Book 8This is a featured page

In Kim Stanley Robinsons “The Years of Rice and Salt” book eight, “War of The Asuras” was about a war going on in Asia in which various groups desired power. Throughout the war there were three soldiers in which narrated the struggle of the war and how it devastated humankind. Parallel to the war which is the main idea in the book was a religious conflict which involved the main characters Bai, Iwa, and Kuo. All three soldiers are friends whom have endured the long war together. Kuo acts as the leader of three being the most intelligent about war plans, and diversions because he listens to the wireless on a regular basis to keep up to date on what is going on in the war. Kuo dies which upsets the harmony of the group and deeply saddens Bai. Bai sees Kuo after he dies and Kou guides him along the way throughout the remainder of the war. Kuo introduces the notion of the war as being a phase in the bardo to Bai and that they are all dead in saying, “You need to see you’re in the bardo to be able to understand what’s happening to you. It’s the war in the bardo that matters, after all. The battle for our souls” (Robinson 563-564). At first Bai ponders the thought but dispels the notion after talking to Iwa about it. As the story unravels Bai begins to feel as though some of the war tasks that he is performing, has already done before; in this case he begins to remember parts of his previous life’s.
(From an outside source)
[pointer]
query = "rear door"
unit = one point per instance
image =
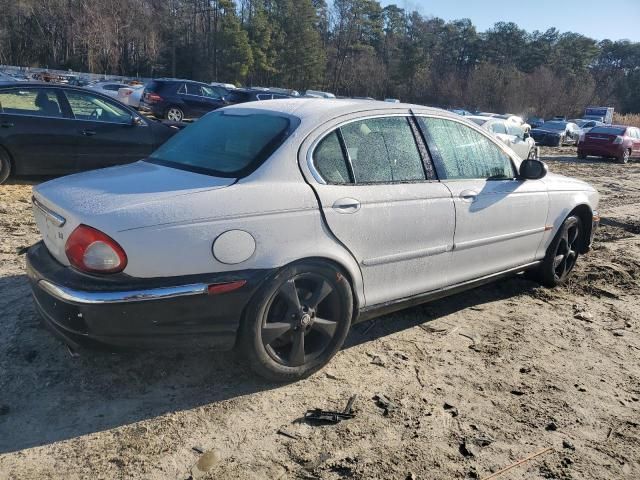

Later on in the story Bai sees Kuo again at the scene of the destroyed the Bodhi Tree and Kuo suggests to Bai that:

“In any case we’re all in the bardo together now, and headed for the lower realms again, at best the realm of hum, but possibly spinning down the death spiral into the hell worlds always underfoot, we may have done it and are in the spin you can’t pull out of, humanity lost to us for a time even as a possibility, so much harm have we done.”


“But we failed! We killed reality itself, do you understand me!”

“So. Now we are in this lower realm. We must make do. Our dharma still commands action, even here. In the hope of small advances upward. Until reality itself be reestablished, by many millions of lives of effort. The whole world will have to be rebuilt. That’s where we are now,”… (Robinson 580).

From what Kuo says, Bai realizes that man will continue to kill man until there is none left; and then mankind will have to be restored again. Bai takes what he has learned from Kuo to carry out the rest of his life, to perform his dharma as the other soldiers do. In the end they all share their religion as their destiny as all the armies sit amongst one another in peace, saying the Buddhists prayers.